School sale paused for public comment

2016-05-10 06:00

The sale of the former Tafelberg School property in Sea Point to the Phyllis Jowell School has been halted.

This follows an order of the Western Cape High Court after organisation Ndifuna Ukwazi took the provincial government to task, claiming they had not followed the correct legal requirements for the sale of the land.

Ndifuna Ukwazi is looking for the property to be used for affordable housing instead of a school.

A 21-day public comment and objection period is set to open, after which the provincial cabinet will decide if the sale should continue.

“We are committed to ensuring that anyone who seeks an opportunity for comment should be able to have it taken into account before the provincial government makes a rational decision about how best to utilise its assets to the best advantage of citizens,” commented Premier Helen Zille in a newsletter.

The property was to be sold by the provincial public works department for R135m, department spokesperson Byron la Hoe previously told People’s Post (“New school at Tafelberg”, 26 January).

“In its tender documents, the Phyllis Jowell School indicated that the property would be used for a mixture of purposes – that is, educational, recreational, cultural, community and commercial purposes.”

In March 2014, the property – along with three other provincially owned sites – was advertised for development by private sector investors in partnership with the provincial government.

The site formerly known as the Tafelberg Remedial High School consists of two separate erven of 1,7 hectares.

The property was presented to investors with the proposal of a mixed-use development, which would have included the creation of 155 residential units.

In the proposal, the historical facade was to be preserved and a park created in front of the building.

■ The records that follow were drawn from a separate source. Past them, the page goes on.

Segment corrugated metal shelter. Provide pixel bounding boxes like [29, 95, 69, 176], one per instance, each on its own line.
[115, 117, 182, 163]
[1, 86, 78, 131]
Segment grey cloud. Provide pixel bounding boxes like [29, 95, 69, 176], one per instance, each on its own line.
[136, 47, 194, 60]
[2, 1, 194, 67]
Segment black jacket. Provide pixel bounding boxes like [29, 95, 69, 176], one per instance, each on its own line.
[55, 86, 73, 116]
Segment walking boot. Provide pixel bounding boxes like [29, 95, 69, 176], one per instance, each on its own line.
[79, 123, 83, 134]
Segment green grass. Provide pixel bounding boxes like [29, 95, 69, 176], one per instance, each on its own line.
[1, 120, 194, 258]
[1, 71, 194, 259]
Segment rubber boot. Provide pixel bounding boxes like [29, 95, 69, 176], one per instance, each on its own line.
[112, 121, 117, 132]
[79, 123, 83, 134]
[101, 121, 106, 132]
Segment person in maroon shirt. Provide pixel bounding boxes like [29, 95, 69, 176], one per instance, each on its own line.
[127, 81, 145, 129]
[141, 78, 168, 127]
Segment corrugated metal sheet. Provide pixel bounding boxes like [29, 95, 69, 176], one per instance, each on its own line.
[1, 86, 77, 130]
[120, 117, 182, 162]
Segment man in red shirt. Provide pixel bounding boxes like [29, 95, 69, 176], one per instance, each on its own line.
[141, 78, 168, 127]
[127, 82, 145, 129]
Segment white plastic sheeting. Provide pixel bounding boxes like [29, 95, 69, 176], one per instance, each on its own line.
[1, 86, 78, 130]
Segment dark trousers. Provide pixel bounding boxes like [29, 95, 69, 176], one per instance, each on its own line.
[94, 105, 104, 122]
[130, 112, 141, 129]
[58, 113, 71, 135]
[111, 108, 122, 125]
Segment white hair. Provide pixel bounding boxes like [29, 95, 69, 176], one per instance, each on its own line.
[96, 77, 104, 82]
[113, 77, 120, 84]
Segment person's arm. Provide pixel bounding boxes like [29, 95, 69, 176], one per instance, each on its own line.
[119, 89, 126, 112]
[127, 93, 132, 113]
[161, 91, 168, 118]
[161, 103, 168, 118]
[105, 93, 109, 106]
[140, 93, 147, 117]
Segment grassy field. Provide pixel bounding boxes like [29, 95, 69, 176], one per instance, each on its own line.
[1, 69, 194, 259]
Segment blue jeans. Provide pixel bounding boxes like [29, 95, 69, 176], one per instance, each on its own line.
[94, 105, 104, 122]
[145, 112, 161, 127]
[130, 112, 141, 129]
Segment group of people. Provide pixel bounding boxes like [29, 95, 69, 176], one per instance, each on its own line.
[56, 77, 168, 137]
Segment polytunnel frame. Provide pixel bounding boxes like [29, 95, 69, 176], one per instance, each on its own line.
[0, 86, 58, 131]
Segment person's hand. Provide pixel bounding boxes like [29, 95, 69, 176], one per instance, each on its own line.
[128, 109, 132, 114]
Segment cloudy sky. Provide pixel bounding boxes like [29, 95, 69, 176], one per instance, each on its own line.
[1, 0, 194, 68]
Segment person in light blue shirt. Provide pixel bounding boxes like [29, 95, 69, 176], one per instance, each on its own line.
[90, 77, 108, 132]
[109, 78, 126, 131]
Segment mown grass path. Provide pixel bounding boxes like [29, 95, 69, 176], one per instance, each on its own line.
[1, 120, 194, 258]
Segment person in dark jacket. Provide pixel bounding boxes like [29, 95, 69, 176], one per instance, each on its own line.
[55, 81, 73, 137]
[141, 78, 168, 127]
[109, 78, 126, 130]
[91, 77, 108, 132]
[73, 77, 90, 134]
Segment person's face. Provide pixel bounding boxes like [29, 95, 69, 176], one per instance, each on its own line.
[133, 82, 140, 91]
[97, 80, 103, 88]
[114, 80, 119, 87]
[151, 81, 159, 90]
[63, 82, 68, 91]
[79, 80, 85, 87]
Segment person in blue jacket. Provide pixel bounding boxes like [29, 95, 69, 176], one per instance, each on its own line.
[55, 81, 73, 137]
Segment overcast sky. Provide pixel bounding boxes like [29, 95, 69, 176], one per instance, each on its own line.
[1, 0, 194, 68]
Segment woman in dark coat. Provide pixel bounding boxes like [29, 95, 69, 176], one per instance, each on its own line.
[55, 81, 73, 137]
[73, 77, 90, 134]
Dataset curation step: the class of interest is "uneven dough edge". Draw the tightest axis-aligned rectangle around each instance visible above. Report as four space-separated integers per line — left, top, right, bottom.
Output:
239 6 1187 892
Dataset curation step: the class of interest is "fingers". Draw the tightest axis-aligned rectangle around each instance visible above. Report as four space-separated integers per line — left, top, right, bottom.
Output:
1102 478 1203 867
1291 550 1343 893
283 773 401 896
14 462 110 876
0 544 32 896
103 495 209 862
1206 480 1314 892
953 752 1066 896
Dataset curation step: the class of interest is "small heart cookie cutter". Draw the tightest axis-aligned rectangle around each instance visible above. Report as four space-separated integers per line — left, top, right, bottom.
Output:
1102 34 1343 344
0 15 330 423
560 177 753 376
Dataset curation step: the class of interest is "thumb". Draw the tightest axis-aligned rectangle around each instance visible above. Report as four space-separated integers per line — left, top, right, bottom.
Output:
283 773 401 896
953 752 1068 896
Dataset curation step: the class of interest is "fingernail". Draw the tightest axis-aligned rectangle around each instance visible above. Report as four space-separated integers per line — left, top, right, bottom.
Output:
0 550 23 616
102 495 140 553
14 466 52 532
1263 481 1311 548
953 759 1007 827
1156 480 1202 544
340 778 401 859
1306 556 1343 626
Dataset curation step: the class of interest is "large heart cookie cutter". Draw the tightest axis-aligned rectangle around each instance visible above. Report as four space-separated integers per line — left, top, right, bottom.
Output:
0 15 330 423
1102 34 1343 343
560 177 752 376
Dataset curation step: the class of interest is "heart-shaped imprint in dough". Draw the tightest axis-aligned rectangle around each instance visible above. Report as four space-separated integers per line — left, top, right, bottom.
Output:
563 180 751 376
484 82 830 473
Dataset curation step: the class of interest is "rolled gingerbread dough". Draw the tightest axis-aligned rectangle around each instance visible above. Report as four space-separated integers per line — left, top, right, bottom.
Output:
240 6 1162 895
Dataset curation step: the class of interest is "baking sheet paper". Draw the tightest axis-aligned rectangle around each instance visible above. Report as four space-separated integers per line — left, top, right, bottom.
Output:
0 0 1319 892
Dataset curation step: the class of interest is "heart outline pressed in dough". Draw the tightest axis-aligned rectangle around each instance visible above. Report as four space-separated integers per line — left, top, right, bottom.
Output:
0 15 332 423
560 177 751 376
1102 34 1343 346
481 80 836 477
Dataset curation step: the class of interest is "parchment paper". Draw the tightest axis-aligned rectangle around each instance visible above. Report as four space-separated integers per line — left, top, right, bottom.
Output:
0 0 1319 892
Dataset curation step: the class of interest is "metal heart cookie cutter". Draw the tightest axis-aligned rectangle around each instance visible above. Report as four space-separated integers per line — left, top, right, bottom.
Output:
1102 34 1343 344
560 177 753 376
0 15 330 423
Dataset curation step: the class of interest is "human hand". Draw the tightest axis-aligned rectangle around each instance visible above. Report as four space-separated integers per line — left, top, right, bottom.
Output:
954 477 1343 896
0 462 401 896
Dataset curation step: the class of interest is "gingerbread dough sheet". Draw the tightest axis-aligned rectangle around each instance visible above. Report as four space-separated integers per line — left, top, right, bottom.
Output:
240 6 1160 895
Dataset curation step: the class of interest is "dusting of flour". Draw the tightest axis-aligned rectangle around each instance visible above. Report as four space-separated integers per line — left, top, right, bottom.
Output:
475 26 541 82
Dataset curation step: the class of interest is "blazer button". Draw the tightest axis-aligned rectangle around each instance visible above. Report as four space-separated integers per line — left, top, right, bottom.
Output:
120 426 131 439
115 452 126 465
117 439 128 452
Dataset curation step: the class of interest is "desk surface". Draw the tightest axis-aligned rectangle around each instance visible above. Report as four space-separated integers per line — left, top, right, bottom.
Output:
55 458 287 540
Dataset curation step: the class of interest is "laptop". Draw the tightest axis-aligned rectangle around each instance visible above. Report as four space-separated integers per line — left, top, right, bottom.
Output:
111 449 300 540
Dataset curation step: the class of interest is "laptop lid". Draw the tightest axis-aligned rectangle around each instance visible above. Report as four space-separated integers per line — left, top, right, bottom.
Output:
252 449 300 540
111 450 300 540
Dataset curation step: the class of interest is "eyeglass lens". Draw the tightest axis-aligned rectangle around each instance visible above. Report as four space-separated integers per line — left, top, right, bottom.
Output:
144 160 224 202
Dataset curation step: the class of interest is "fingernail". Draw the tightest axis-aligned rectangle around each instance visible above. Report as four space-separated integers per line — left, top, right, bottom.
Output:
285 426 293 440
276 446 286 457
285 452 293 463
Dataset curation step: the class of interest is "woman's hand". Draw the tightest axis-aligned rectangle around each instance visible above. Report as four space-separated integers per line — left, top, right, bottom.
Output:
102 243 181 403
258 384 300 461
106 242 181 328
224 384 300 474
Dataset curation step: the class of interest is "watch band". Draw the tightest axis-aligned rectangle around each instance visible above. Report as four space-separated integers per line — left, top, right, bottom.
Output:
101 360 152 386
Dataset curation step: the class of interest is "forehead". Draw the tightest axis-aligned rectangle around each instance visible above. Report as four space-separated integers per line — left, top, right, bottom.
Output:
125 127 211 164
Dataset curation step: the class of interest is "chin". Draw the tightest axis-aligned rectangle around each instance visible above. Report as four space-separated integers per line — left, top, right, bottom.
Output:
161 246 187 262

About 20 parties expressed interest in the development of the site (“Designs on development”, 15 May 2014, People’s Post).

However, the property was declared surplus to government needs and sold, says La Hoe.

The transfer of the property was expected within months, deputy chairperson of the board of governors of the school, Lance Katz, previously told People’s Post.

The Phyllis Jowell School has been looking for an alternative site for some time and was influenced to make an offer on the site by broader community needs and considerations, he says.

Plans have not yet been finalised for the property, but the school has set up a working committee to evaluate the best use of the site, Katz says.

The pupils of Tafelberg School moved to their new school building in 2010, which merged the primary and high schools.

The building has been standing empty since then.